The man in charge of the Detroit Public Schools’ finances has put forth a plan that would turn some of the district’s worst schools into charter schools.
Robert Bobb presented his “Renaissance Plan 2012” to the Detroit Board of Education over the weekend.
The plan calls for turning 41 of the district’s remaining 142 schools over to charter operators. District spokesman Steve Wasko says it would allow the district to move at least $75 million in expenses off its books.
“This is an alternative that would allow the Detroit Public Schools to shed all of the operating costs of the identified schools, to be borne by an outside management company or charter operator.”
Wasko says Bobb will identify those schools and open up the application process later this week.
Skeptics question whether the amount of money the plan saves would make up what the district would lose in state per-pupil funding. David Arsen, Professor of Educational Policy at Michigan State University, says it’s not quite clear how the plan would save so much money.
“If the 41 schools are converted to charters, DPS would avoid its current operations expenditures on those buildings.

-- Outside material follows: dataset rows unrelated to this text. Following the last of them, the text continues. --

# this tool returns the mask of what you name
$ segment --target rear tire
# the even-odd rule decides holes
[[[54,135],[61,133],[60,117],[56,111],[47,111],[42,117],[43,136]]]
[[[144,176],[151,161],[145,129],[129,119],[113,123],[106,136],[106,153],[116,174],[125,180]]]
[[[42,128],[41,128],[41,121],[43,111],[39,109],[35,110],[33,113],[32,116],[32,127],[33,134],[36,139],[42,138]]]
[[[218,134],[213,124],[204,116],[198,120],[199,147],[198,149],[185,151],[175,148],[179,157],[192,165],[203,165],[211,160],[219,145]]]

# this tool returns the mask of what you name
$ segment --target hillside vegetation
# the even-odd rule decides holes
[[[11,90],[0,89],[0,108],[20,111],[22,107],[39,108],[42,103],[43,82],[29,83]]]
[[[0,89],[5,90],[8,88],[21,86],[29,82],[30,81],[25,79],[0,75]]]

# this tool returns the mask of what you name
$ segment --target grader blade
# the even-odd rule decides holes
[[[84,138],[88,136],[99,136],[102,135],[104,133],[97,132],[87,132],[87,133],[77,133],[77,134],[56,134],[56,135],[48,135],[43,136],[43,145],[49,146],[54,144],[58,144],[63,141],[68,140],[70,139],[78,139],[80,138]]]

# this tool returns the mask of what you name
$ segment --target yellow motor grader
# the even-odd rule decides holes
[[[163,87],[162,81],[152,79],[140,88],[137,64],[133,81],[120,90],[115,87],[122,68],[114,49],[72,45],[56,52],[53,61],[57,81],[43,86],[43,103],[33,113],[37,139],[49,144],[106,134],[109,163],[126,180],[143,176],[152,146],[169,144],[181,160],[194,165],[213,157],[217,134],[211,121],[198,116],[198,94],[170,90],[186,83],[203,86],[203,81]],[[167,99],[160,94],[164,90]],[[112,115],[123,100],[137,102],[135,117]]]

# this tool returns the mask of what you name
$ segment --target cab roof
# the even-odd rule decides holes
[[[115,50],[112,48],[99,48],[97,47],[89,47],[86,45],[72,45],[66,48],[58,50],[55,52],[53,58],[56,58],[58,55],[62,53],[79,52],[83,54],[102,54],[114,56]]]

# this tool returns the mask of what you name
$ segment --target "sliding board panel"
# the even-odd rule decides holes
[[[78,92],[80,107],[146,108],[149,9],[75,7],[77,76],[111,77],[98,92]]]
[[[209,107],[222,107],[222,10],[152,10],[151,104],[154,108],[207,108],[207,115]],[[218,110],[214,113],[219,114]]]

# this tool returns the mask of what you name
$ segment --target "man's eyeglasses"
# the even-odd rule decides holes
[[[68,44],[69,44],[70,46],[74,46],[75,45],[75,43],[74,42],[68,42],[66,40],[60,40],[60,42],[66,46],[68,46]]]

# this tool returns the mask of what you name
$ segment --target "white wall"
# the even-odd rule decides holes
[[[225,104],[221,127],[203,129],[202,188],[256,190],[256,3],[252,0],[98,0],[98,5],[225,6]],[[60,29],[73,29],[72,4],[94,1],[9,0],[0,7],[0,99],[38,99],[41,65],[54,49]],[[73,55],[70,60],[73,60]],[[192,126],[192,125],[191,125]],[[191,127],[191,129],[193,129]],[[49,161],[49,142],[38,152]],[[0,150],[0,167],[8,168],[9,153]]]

On the other hand, the district would also lose nearly all of the state funding it currently receives for educating the students in those schools.”
The State Department of Education would have to sign off too, because the proposal would change the deficit elimination plan the state ordered Bobb to implement.
Bobb says his proposal would still advance the deficit elimination plan, while avoiding what he calls “draconian” measures, such as shutting down half the district’s remaining schools.